Et le cours continua, tout aussi passionant, où le professeur expliqua pourquoi on avait décidé de solidifier le lait. Sylvia se souvînt alors qu´elle n´avait pas fini sa brique, et prit le dernier morceau qui restait dans sa poche. Viktor l´ayant remarquée, elle lui tendit également un morceau, sans manquer d´observer encore ses si beaux yeux noirs. Décidément, c´était bien lui l´homme de ses rêves.
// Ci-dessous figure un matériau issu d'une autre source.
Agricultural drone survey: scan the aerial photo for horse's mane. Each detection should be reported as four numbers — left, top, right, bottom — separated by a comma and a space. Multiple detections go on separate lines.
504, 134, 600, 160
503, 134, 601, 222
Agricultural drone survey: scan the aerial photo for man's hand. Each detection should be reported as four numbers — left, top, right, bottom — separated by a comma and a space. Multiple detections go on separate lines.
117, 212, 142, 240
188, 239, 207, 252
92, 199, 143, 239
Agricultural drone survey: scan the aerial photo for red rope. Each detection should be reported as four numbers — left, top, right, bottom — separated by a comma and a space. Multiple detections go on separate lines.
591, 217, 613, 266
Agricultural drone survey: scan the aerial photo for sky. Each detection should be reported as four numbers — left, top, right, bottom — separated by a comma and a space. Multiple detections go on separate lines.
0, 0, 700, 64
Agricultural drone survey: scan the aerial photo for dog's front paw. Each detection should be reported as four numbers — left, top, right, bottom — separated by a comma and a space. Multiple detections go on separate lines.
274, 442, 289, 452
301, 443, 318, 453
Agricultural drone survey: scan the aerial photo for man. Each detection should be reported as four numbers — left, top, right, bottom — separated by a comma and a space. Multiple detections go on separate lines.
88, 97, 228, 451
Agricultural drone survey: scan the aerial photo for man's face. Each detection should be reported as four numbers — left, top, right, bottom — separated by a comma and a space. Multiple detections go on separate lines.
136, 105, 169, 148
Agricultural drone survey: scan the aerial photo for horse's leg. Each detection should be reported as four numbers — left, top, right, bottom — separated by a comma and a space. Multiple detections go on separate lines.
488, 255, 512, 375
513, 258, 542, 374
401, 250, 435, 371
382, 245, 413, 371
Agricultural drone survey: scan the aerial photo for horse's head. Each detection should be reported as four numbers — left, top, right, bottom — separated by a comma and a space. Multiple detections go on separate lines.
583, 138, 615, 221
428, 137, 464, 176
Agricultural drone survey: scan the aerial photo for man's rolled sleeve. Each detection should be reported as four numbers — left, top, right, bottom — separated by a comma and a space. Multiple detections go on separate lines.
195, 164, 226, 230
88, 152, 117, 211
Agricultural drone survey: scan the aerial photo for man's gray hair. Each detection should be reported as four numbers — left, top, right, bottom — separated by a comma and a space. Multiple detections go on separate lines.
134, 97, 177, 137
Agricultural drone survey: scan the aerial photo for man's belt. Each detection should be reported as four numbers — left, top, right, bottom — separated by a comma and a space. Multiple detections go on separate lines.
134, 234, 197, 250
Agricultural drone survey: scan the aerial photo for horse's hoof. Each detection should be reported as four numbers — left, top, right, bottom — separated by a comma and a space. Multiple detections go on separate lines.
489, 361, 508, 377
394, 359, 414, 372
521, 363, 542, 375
Enfin vînt la pause. Oscar lui proposa d´aller visiter le Parlement avec lui, et elle accepta avec joie, guettant l´enthousiasme dans les yeux de jais de Denis. Elle dit poliment à la pause de partir, puis elle prit un train pour rejoindre le parlement. Dans les hauteurs de la ville, au-dessus du village où habitait Sylvia, le Parlement était vraiment à la fois étrange et bizarre, et cette contradiction le rendait légèrement mystérieux. Ils laissèrent le train à la station suivante, puis montèrent un escalier, qui les emena jusqu´à leur destination. Arrivé au bas du bâtiment, Sylvia se rappela ce que lui avait dit le prof de physique ce matin, comme quoi il avait été construit en même temps que les premières maisons, et était dès lors incontournable. Maintenant qu´il les surplombait tous les deux ,elle prit un peu peur, et aggrippa la main de Théo, qui la rassura gentiment. Ils se décidèrent enfin à entrer. Mais à peine eurent-ils fait coulisser la porte qu´une dizaine de gardes les encadrèrent en leur bloquant le passage. Serge leur posa quelques questions, puis il revînt vers elle pour lui expliquer.
"Accès interdit au public... Je pense que notre rendez-vous tombe à l´eau."
-Et dire que si la loi sur la gravité avait bien été ratifiée ce matin...Tu trouves quand même pas que c´est bizarre?
-Beh si, le Parlement est étrange et bizarre, et c´est bien ce paradoxe qui le rend mystérieux.
-Non Xavier, je parlais pas de ça, mais qu´on nous refuse l´entrée... On est des citoyens quand même... Je pense que ça cache quelque chose...
-Beh d´après les plans ça cache une partie de la vieille zone industrielle. Si tu veux la voir, on peut y aller, il n´y a pas de problème.
-Mais tu le fais exprès ou quoi? Je te dis que c´est louche comme histoire. On devrait avoir le droit de le visiter...
Ronald avait beau être mignon, gentil, sympathique, extraordinaire, formidable, subtil, intelligent, compréhensif, fort, brave, courageux, mystérieux, bon vivant, séduisant, magnifique, excellent, unique, amusant, drôle, bon fêtard, sérieux, ponctuel, cosmographique, unilatéral, dispendieux, prodigieux, extravagant, classique, il n´en manquait pas moins que parfois il l´agaçait.
"On peut pas rejoindre le Parlement par les toits?"
-beh si la Gravité avait été abolie, oui. Mais là, ça me paraît difficile.
-Tu vois, on en revient encore à la gravité. Je te dis qu´il y a quelque chose qui ne tient pas. J´ai bien envie de faire un petit tour là-dedans.
-Laisse tomber, et allons manger en ville. Ça va être l´heure de reprendre les cours et on est même pas passés à la cantine.
-Non, je veux savoir ce qui se passe dans ce Parlement Isidore.
-Comme tu voudras, ma princesse. A tout à l´heure si tu te souviens qu´on a cours de grec.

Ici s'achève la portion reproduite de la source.